Niente assegno di mantenimento se l'ex moglie dorme con il nuovo compagno

La controversia era nata a Reggio Calabria, dove un tribunale di primo grado aveva stabilito che tra l'ex moglie dell'uomo in questione e il suo nuovo compagno era in atto un rapporto sentimentale pluriennale e consolidato, che prevedeva la convivenza per periodi più o meno lunghi: quindi era un rapporto stabile

Con l’ordinanza 22604 dello scorso 16 ottobre la Corte di Cassazione ha stabilito che se l'ex moglie o l'ex marito hanno una relazione stabile con un'altra persona l'assegno di mantenimento non è più dovuto. La VI sezione civile ha quindi respinto l'istanza di una donna volta ad ottenere la corresponsione dall'ex marito di un assegno divorzile pari a 400 euro mensili. 

La storia è raccontata oggi dal Corriere della Sera e la controversia era nata a Reggio Calabria, dove un tribunale di primo grado aveva stabilito che tra l'ex moglie dell'uomo in questione e il suo nuovo compagno era in atto un rapporto sentimentale pluriennale e consolidato, che prevedeva la convivenza per periodi più o meno lunghi: quindi era un rapporto stabile.

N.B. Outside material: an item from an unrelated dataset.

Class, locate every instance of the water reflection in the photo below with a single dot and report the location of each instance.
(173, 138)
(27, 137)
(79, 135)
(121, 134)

La Corte d'Appello aveva ribaltato la decisione stabilendo che l'ex marito avrebbe dovuto continuare a versare l'importo mensile di 400 euro. Il sito Retidigiustizia spiega che ricorrendo in Cassazione, l'uomo denunciava violazione e falsa applicazione dell'art. 132 c.p.c., comma 2, n. 4, per aver la Corte territoriale, pur esaminando lo stesso materiale probatorio del Tribunale, espresso un convincimento opposto, in ordine alla sussistenza dei connotati di stabilità e continuità della convivenza more uxorio tra l'ex moglie e suo compagno, senza spiegarne le ragioni fattuali e giuridiche.

Gli Ermellini evidenziano come il vizio di motivazione denunciato con riferimento all'art. 132 c.p.c., comma 2, n. 4, ricorre quando la pronuncia riveli una obiettiva carenza nella indicazione del criterio logico che ha condotto il giudice alla formazione del proprio convincimento.

Con specifico riferimento al caso di specie, gli Ermellini rilevano come la sentenza impugnata – pur ricostruendo i fatti sulla base delle stesse evidenze istruttorie compiute in primo grado – sia giunta a conclusioni del tutto opposte rispetto a quelle del Tribunale, senza evidenziare le ragioni della ritenuta assenza di continuità e stabilità della relazione sentimentale, ricostruita, in primo grado, come pluriennale, consolidata, ufficializzata, di quotidiana frequentazione e caratterizzata da periodi più o meno lunghi di piena ed effettiva convivenza.